Now theoretically, 120Hz is a holy grail for home film reproduction? Punch it into your calculator, it's the lowest common denominator for 30 and 24, and that's big. That means that every frame of a film's 24fps multiplies into an equal number of screen frames. Specifically, five frames. Currently, televisions refreshing at 60Hz have to perform an action known as the 2:3 pulldown. That's the only way to distribute 24fps evenly across 60 frames.

But with 120Hz, oh baby, each frame from the film's 24fps is displayed on screen for an equal 5 screen frames. Or with television, each of the television signal's 30fps is displayed 4 times. Or each of a video games 60fps is displayed twice. This means that video from any source is reproduced smoothly.

Unfortunately, television manufacturers are trying to find ways to advertise their sets beyond what should be done. This piece of marketing shit is called motion interpolation. We'll use film for example. Instead of displaying each frame from the film five times, resulting in 24 images seen by the viewer every second, the television will create new frames from the information contained in the 24 original frames to fill the full 120 that the TV is capable if displaying. Theoretically, this should result in smoother motion, without any of the jittery display commonly associated with film footage on TV.

Too bad it doesn't work. Everything in modern video technology is based around the old limitations. DVD's were mastered and the films were filmed with 24fps in mind. Television is made with 30fps in mind.

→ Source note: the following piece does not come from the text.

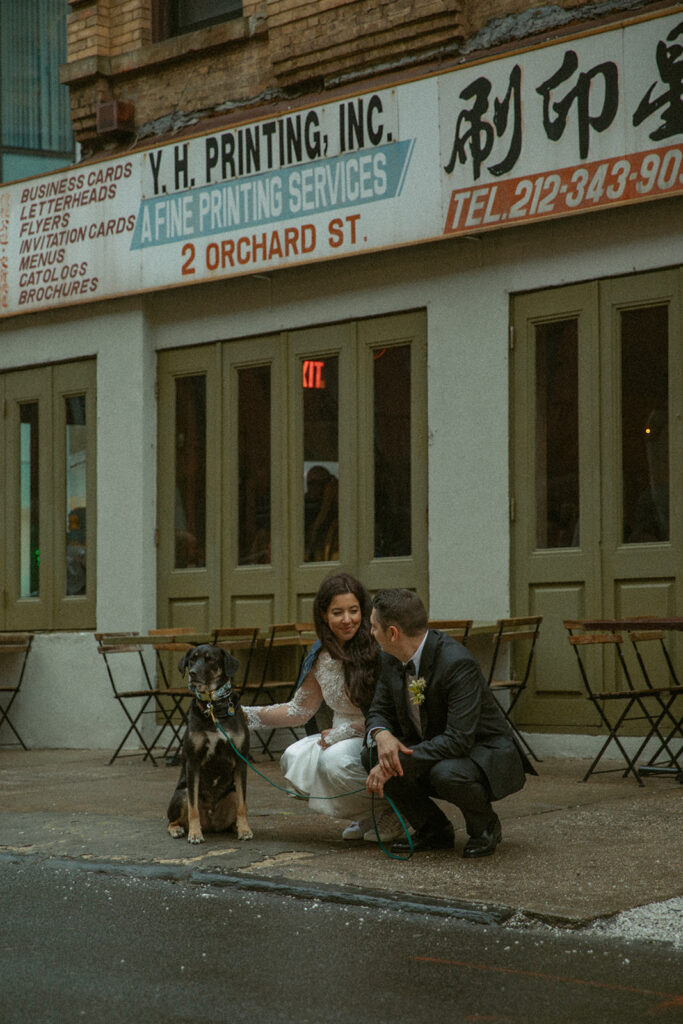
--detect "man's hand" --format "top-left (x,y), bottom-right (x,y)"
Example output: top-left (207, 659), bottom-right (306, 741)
top-left (366, 765), bottom-right (394, 797)
top-left (375, 729), bottom-right (413, 778)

Trying to interpolate your way past it cannot remove some of the details. Film looks realistic because it is the closest thing to human sight we can achieve with images captured. If something is moving quickly, 24fps gives us motion blur. Trying to interpolate frames in between that results in abnormal motion, because the human eye does not see in 120 perfectly distinct moments every second.

Things blur and flex as they whiz past. They do not go past us quickly while remaining perfectly clear the whole time. 120Hz does not capture how we see the world. 24fps does. Just think about taking a photo. If you set the shutter speed to 1/24 sec, and have someone move, the motion is captured in the frame. If you set the shutter speed to 1/120, you have much more of a "freeze-frame" look, with more detail, but less motion. In early cinema, they discovered that the amount of motion and detail captured in 24fps best approximated human vision. When they first started making film, they could have gone faster. They could have done 30fps, or 45, or 52, or any other random number, but they didn't. They did 24 because it looks right. 120 looks terribly, horribly wrong.

This is especially problematic for animation, which tries to approximate that sense of motion with each frame. For example, unlike something that was filmed, animation might use weird, exaggerated frames to make the in-film motion appear smoother or more realistic. Interpolating frames in between frames that were drawn specifically with 24fps in mind results in a unsettling, too-smooth look that seems to run too fast, because most of the interpolated frames are trying to "catch up" to the actual frames from the movie.

This is not a matter of taste, where I'm merely used to 24 and will get used to 120. 120Hz interpolation is breaking what was made. It cannot possibly alter everything about film creation to make it look good. If a film was made with 120fps, and everything was calibrated to make that 120 look good, that would work just fine. But we don't have that. We have 24fps, or 30fps, which looks like shit when bumped up to an artificial 120fps.

My advice to you, if you buy a new TV, find out how and TURN THAT SHIT OFF. Just say no... to interpolation. Or, if you prefer, friends don't let friends interpolate. Or, give a hoot, don't interpolate. Only you can prevent interpolation. Or one that actually rhymes: unless you hate, don't interpolate.